Someone using tools created by others, which are probably the
large majority of would be intruders, may well not know how to
deal with the problem.
Noexec, Nosuid and Nodev Mount Options
Closely related to read only filesystems are the noexec, nosuid
and nodev mount options. Noexec prevents executable files from
being executed. This includes scripts as well as binary files
but won't prevent a script from being interpreted by the current
shell with the ". " prefix. Normally, you'd not expect
to find legitimate executables in the /tmp and /var filesystems
but intruders might try to hide executables there. It's common
to find executables in /home but should be very rare to find SUID
programs in /home. Thus it makes sense for /home, /tmp and /var
to be mounted nosuid. Nodev prevents a device file from being
acknowledged. The only normal place for device files is /dev
so it makes sense and does not appear to have adverse consequences
to mount all filesystems but / as nodev.
The following commands at the end of /etc/rc.local would set all
the mount options discussed above:
mount -ur /
mount -ur -o nodev /usr
mount -uw -o nodev,nosuid /home
mount -uw -o nodev,nosuid,noexec /var
mount -uw -o nodev,nosuid,noexec /tmp
Costs of Non Standard Mount Options
As with all security related measures, you need to ask whether
any hoped for advantage is worth the cost. There is no question
there is a cost; since I've been setting / and /usr to read only
on some of my systems, I've lost track of how many times a read
only error has stopped me from saving changes. It's usually only
a few seconds to deal with this. Either the file system is made
writable and minor changes redone or the file is saved to a
writable filesystem and subsequently moved into place after
making the original target writable. The read only filesystems
have created a nuisance factor with no clear security benefit.
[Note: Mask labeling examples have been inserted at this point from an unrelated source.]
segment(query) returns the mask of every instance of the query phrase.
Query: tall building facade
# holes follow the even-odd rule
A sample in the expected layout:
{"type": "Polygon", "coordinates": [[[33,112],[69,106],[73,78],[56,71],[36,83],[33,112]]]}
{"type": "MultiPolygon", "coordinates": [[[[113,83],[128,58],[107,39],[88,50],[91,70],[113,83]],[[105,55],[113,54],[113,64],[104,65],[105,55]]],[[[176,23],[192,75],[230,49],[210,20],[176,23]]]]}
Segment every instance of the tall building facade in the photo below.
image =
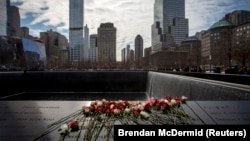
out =
{"type": "Polygon", "coordinates": [[[83,60],[89,59],[89,28],[88,25],[84,27],[84,45],[83,45],[83,60]]]}
{"type": "Polygon", "coordinates": [[[97,62],[97,34],[90,35],[89,61],[97,62]]]}
{"type": "Polygon", "coordinates": [[[101,23],[97,36],[98,62],[104,66],[116,65],[116,27],[113,23],[101,23]]]}
{"type": "Polygon", "coordinates": [[[84,0],[69,0],[69,48],[71,61],[84,60],[84,0]]]}
{"type": "Polygon", "coordinates": [[[21,36],[20,25],[21,18],[19,8],[16,6],[10,6],[9,8],[9,32],[11,36],[21,36]]]}
{"type": "Polygon", "coordinates": [[[8,9],[10,0],[0,0],[0,35],[8,35],[8,9]]]}
{"type": "Polygon", "coordinates": [[[135,60],[143,57],[143,39],[141,35],[135,37],[135,60]]]}
{"type": "Polygon", "coordinates": [[[235,26],[240,26],[250,22],[250,11],[236,10],[226,14],[223,19],[230,21],[235,26]]]}
{"type": "Polygon", "coordinates": [[[48,68],[64,67],[68,60],[68,39],[51,29],[40,32],[40,39],[45,44],[48,68]]]}
{"type": "MultiPolygon", "coordinates": [[[[166,40],[162,38],[169,38],[170,35],[174,43],[179,45],[188,37],[188,19],[185,18],[185,0],[155,0],[154,24],[156,24],[156,22],[159,22],[157,24],[158,26],[152,26],[152,28],[155,27],[157,30],[161,29],[162,31],[160,35],[152,33],[152,38],[163,34],[165,36],[159,38],[166,40]]],[[[169,43],[166,43],[165,45],[168,44],[169,43]]],[[[164,47],[167,46],[163,46],[162,48],[164,47]]]]}

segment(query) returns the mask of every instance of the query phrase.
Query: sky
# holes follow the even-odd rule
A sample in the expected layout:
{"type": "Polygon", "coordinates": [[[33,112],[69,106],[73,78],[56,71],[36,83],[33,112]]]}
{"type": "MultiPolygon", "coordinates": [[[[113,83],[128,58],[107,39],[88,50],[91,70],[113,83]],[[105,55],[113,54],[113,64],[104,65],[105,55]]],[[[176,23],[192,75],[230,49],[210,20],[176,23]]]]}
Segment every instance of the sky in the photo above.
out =
{"type": "MultiPolygon", "coordinates": [[[[134,39],[140,34],[144,48],[151,46],[154,0],[85,0],[84,25],[96,34],[101,23],[112,22],[117,28],[117,60],[127,45],[134,49],[134,39]]],[[[69,0],[11,0],[19,8],[21,26],[30,34],[52,29],[68,38],[69,0]]],[[[189,20],[189,36],[207,30],[227,13],[250,10],[250,0],[185,0],[185,17],[189,20]]]]}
I recently installed the Analog, web statistics package on my
OpenBSD web server. The read only /usr filesystem prevented analog
from being able to use its DNS lock and cache files which it wants
to locate in the analog directory which is a subdirectory of
/usr/local. A quick search of the Analog documentation shows no
obvious configuration option to relocate the DNS files to another
location such as where the web logs or analog output is placed. While
I may keep read only / and /usr filesystems on a firewall, a
read only /usr on a web server with Analog simply isn't worth the
effort. I have little doubt that each of the other suggested
mount settings will break some other software.
Trying settings such as these on a test machine that doesn't really
do anything may not turn up any but the most obvious problems such
as the inability to access a device. Determining even this much
would require attempting to access the device while the settings
were in effect. I decided to try these mount settings on my live
OpenBSD web server to see what if any problems would show up.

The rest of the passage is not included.